National responses included hospital isolation wards in Donka Hospital and Connaught Hospital, community engagement led by local councils in Kissidougou, and border screening at international airports such as Lungi International Airport. International mobilization involved deployments from Médecins Sans Frontières, the US Department of Defense, and the European Union Civil Protection Mechanism, while laboratory support came from the Bernhard Nocht Institute and the Pasteur Institute (Paris). Interventions combined case isolation, contact tracing by field teams from Sierra Leone Armed Forces and civil society groups, safe burial protocols adapted from World Health Organization guidelines, and community-based surveillance supported by UNICEF and International Federation of Red Cross and Red Crescent Societies.
Human tolls included thousands of fatalities among patients treated in facilities such as ELWA Hospital and significant morbidity among survivors monitored by clinics in Conakry and Freetown. The epidemic disrupted services at institutions like John F. Kennedy Medical Center and affected education systems with school closures ordered by ministries in Monrovia and Freetown. Economic shocks hit sectors including mining firms operating near Nimba County and agricultural trade across the Trans–West African Coastal Highway, with socioeconomic studies by World Bank and International Monetary Fund estimating large output losses. Political responses involved national leaders including Alpha Condé and international diplomacy via the United Nations Security Council and the African Union.
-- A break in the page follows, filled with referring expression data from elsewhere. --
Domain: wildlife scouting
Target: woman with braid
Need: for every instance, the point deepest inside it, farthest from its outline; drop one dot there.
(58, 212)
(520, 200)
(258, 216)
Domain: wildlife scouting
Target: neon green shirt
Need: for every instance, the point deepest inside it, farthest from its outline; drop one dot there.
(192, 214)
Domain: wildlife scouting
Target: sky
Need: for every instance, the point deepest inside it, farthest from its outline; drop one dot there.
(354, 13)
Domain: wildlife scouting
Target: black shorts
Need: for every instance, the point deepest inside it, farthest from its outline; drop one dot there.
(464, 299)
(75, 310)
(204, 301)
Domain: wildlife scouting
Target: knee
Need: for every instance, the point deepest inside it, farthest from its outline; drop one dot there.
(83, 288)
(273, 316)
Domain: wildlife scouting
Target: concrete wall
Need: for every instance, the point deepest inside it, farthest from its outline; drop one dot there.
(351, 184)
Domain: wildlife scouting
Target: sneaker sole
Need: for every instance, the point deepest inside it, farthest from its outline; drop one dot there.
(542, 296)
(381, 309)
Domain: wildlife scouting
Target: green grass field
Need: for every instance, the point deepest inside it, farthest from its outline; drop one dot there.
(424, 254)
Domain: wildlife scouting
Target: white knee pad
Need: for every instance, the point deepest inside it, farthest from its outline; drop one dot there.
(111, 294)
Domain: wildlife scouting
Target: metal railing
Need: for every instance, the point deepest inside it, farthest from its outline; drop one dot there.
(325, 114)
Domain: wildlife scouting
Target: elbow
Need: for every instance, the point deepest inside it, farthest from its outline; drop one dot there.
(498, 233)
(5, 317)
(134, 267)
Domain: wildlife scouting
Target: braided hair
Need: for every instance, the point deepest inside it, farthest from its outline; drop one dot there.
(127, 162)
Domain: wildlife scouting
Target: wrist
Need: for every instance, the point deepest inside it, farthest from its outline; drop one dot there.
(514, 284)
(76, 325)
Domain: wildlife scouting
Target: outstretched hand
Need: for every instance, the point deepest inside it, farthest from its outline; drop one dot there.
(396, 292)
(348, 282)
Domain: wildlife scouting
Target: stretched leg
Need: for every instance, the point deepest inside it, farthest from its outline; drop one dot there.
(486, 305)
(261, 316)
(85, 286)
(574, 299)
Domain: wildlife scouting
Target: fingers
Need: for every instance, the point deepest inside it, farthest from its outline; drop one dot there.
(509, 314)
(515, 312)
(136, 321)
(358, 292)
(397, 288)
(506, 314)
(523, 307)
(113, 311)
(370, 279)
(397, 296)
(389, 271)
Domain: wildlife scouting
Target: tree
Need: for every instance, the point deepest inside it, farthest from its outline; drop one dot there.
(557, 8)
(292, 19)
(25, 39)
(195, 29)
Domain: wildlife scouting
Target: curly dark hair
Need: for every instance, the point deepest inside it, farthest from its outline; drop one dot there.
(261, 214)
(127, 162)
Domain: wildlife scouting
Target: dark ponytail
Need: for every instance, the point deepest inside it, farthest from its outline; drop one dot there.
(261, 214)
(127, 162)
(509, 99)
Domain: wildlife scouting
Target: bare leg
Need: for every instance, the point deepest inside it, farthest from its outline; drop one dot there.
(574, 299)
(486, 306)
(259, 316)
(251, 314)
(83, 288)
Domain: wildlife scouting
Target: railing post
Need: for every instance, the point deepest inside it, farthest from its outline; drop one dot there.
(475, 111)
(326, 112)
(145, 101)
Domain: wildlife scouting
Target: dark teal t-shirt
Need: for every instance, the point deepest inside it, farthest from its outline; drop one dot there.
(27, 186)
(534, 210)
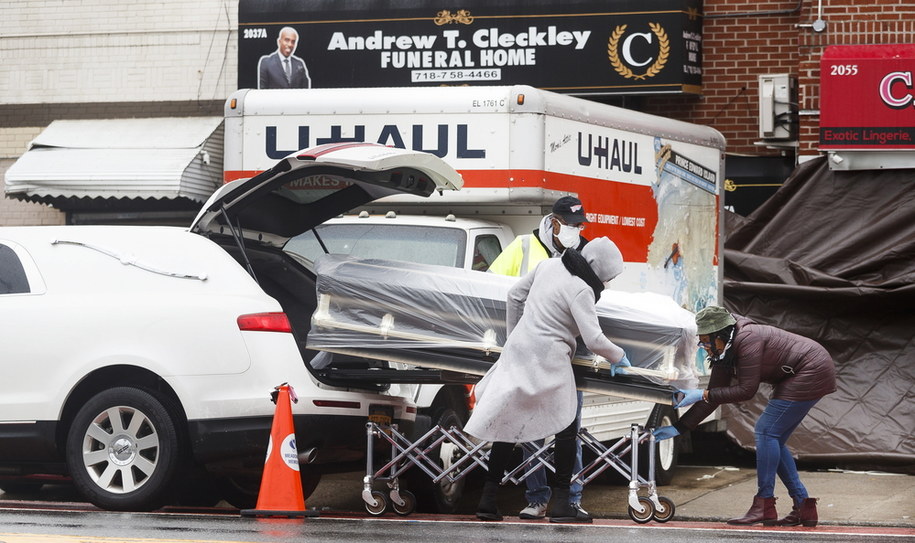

Coordination relied on mechanisms such as the WHO Health Emergencies Programme and the United Nations Mission for Ebola Emergency Response (UNMEER), while bilateral assistance came from the United States Agency for International Development, United Kingdom Department for International Development, and the Government of China. Military and logistical support was provided by the US Africa Command and the French Armed Forces in coordination with ministries and agencies like CDC and Public Health England. Philanthropic contributions were significant from entities such as the Bill & Melinda Gates Foundation and Wellcome Trust, and global health partnerships engaged the Coalition for Epidemic Preparedness Innovations and the Global Outbreak Alert and Response Network.
The epidemic accelerated research at institutions including the National Institutes of Health, University of Oxford, and Institut Pasteur, advancing candidate vaccines such as the rVSV-ZEBOV regimen developed through collaborations with Merck & Co., NewLink Genetics, and the Wellcome Trust. Clinical trial designs used ring-vaccination methods informed by previous work at Centers for Disease Control and Prevention and field trials in Guinea. Therapeutic research included monoclonal antibody efforts from ZMapp developers and antiviral evaluations by teams at European Medicines Agency-linked laboratories. Genomic surveillance by groups at Sierra Leone-China Friendship Hospital and Broad Institute traced viral lineages and international introductions, informing policy by the World Health Organization and shaping the post-epidemic strengthening of regional capacities such as the Africa Centres for Disease Control and Prevention.